Both categories matter. But confusing them is a recipe for frustration. When someone says, “Radiometric dating proves the earth is billions of years old,” they’re usually speaking as if the measurement itself is the stopwatch. And when someone responds, “But what about X anomaly,” they’re pointing to a place where the story requires extra assumptions or special handling.
So what are the kinds of observations creation researchers point to? Let’s start with one that’s often misunderstood.

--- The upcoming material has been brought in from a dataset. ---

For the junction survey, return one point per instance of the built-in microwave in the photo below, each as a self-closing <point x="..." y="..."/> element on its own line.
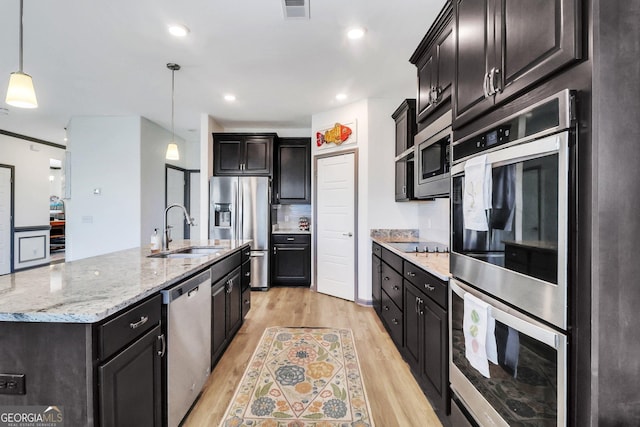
<point x="432" y="159"/>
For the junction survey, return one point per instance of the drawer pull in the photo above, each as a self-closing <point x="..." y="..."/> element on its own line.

Radiocarbon, helium, and the “clock” problem
Radiocarbon dating is one of the most well-known “clocks” in science. The basic idea is straightforward: living things exchange carbon with the environment; after death, carbon-14 decays with a measurable half-life. In conventional geology, that decay makes radiocarbon useful primarily on the scale of thousands of years—archaeology, late Quaternary geology. It’s not normally used for claims of tens of millions of years.
For that reason, reports of measurable carbon-14 in materials classified as very old are of special interest to creation researchers.

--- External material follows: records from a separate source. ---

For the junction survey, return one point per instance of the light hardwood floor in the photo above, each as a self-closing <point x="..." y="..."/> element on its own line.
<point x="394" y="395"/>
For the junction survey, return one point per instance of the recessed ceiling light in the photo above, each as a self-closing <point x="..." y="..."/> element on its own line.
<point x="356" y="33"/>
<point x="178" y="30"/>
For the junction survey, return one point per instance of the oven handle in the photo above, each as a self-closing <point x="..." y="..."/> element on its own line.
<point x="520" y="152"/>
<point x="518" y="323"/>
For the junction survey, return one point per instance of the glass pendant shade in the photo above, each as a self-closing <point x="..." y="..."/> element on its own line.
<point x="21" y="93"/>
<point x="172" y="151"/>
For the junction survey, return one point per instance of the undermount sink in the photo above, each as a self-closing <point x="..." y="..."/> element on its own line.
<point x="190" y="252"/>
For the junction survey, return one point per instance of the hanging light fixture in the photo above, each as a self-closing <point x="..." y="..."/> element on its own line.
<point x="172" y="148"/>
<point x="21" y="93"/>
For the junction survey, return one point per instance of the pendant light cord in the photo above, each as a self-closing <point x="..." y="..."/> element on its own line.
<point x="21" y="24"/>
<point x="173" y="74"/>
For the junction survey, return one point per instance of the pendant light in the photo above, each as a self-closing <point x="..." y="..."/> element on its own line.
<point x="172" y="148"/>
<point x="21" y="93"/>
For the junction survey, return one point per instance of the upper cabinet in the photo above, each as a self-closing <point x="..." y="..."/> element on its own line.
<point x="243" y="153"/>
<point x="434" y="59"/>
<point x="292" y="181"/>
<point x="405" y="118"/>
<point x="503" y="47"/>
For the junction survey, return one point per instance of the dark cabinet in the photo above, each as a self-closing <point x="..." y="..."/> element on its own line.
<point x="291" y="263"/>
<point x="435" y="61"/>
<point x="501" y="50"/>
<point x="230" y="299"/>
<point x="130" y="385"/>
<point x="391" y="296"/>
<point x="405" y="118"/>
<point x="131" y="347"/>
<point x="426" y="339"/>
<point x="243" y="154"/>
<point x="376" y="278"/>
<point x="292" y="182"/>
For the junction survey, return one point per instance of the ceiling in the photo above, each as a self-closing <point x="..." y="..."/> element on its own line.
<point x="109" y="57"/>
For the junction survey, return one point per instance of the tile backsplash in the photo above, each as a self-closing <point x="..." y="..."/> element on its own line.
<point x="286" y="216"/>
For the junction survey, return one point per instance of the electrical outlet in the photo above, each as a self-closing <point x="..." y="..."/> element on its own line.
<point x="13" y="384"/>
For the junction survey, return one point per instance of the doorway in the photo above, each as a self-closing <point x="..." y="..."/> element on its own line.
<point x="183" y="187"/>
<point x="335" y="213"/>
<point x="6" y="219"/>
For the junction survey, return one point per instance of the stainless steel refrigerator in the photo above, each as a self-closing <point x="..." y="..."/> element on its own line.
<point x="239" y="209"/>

One peer-reviewed study in the Answers Research Journal reports measurable radiocarbon in fossil ammonites and associated fossil wood from strata commonly dated to the Cretaceous. Now, to be fair, mainstream scientists often propose non-age explanations for unexpected radiocarbon measurements: contamination, instrument background, sample handling, or in-situ production under certain conditions. Creation research can’t just wave those away. It has to do the hard thing—replicate carefully, document pretreatment methods, and quantify background.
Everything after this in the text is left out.